A Staggering Sequence

Happy new year! Inspired by N. J. A. Sloane's Seven Staggering Sequences, I started thinking about the Gijswijt sequence, A090822 in the OEIS. What appealed to me was the notion of "word logarithm" implicit in its definition:

We begin with b(1) = 1. The rule for computing the next term, b(n + 1), is again rather unusual. We write the sequence of numbers we have seen so far, b(1), b(2),… b(n) in the form of an initial string X, say (which can be the empty string ∅), followed by as many repetitions as possible of som nonempty string Y. That is, we write b(1), b(2),… b(n) = XYk, where k is as large as possible.

I wrote on paper a direct translation of the definition into an "implicit division" function in Haskell:

divide s y      = k
  where s       = x ++ power k y
        power k = concat . replicate k

This motivated me to try and plunge head-first into it! Given such a "division" operation of one string s by a non-empty suffix y, finding the logarithm is easy. First, we need some imports; then, the logarithm itself:


> import Data.List (tails)
> 
> logarithm s = maximum . map (divide s) . init . tails $ s

That is, find among all the suffixes of s the one that can be factored out from it the greatest number of times. Looking up the suffix repeatedly gives rise to a quadratic algorithm; but any problem on suffixes can be turned into a problem on the prefixes of the reversed strings. Because of this, I'll be sloppy and use prefixes and suffixes interchangeably. Counting the length of the longest common prefix of two lists is easy (edit simplified the original recursive function):


> prefixLength :: Eq a => [a] -> [a] -> Int
> prefixLength xs = length . takeWhile (uncurry (==)) . zip xs

In order to know how many times the string y is a prefix of s, it suffices to find the length of the common prefix between s and an infinity of repetitions of y:


> divide s y = n `div` length y
>   where n  = prefixLength (cycle . reverse $ y) (reverse s)

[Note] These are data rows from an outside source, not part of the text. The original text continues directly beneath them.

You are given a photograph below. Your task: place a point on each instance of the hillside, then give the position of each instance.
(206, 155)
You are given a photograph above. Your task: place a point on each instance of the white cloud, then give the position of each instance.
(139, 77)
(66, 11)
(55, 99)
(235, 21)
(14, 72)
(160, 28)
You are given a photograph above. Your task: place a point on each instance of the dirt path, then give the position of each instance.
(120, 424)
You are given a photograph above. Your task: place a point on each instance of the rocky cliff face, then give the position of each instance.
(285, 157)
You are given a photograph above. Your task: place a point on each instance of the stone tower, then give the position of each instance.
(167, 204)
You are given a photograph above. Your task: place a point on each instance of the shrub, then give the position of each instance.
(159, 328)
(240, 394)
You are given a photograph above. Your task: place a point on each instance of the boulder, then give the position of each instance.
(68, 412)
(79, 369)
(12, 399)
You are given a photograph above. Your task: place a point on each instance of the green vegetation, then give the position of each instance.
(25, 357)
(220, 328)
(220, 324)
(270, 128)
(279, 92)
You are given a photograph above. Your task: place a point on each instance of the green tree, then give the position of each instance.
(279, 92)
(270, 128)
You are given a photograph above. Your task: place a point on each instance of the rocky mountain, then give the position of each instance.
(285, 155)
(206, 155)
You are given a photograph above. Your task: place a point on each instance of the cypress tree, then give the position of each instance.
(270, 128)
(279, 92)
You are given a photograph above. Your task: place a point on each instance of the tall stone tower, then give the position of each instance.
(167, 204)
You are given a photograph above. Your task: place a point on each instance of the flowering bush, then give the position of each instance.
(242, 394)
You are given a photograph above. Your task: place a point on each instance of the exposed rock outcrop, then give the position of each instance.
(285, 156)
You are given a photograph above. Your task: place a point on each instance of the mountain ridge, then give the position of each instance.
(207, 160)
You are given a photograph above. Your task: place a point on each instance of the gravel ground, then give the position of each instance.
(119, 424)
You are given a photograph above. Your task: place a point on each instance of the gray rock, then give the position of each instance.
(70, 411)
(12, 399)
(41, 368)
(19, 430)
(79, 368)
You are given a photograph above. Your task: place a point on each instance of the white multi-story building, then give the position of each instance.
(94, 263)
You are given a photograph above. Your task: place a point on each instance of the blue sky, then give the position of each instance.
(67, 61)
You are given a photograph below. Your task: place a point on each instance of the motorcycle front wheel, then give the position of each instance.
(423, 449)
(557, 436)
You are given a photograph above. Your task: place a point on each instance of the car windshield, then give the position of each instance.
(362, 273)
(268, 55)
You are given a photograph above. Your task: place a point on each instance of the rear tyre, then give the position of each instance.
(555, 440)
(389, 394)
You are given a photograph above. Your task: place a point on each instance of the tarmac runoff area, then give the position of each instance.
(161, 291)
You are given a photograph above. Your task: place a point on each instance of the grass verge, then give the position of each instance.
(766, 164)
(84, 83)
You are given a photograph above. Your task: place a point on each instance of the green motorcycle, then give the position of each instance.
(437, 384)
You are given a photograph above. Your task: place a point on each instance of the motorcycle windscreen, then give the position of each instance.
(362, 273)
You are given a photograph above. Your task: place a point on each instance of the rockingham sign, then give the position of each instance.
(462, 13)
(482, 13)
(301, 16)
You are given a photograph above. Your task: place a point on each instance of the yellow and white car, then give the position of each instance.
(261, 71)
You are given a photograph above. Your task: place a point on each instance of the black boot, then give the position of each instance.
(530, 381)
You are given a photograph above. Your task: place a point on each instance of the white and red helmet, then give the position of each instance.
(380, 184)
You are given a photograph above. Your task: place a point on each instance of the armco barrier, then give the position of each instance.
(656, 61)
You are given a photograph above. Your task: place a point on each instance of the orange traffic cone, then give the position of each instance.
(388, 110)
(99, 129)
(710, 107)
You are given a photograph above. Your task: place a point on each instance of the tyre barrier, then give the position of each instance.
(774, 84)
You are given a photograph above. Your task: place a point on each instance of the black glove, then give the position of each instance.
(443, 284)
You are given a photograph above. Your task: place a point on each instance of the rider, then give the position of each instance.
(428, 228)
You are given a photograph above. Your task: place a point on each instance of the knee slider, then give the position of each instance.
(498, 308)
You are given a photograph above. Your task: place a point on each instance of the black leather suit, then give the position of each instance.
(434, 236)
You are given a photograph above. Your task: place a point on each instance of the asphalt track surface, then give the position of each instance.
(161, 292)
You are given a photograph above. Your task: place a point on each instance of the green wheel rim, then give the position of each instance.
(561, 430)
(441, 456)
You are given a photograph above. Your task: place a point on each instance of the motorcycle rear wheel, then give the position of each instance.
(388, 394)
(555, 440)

That's divide, now for the hard part. The sequence definition makes each element depend on all the preceding ones. In effect, it requires a function nest such that nest f e = [e, f [e], f [e, f [e]], f [e, f [e], f [e, f [e]]], …]. I thought of tying the knot on the tails of the result, like this (warning! broken code):

nest f e = xs where xs = e : (map f . tail . inits $ xs)

Unfortunately, inits is too strict, and goes off trying to match a corecursive stream against the empty list. The solution is to explicitly take longer and longer prefixes with a co-induction index:


> nest :: ([a] -> a) -> (a -> [a])
> nest f e       = xs
>   where xs     = e : from 1
>         from i = f (take i xs) : from (i + 1)

(note the funny type). With that in place, the sequence is:


> a090822 = nest logarithm 1

A quick check shows that everything works:

Main Data.Maybe Data.List> fromJust . elemIndex 4 $ a090822
219

(the quadratic complexity of next shows here). Don't try looking for the elemIndex 5 a090822. Read the paper for details.

Thanks to ddarius, opqdonut and Berengal on #haskell.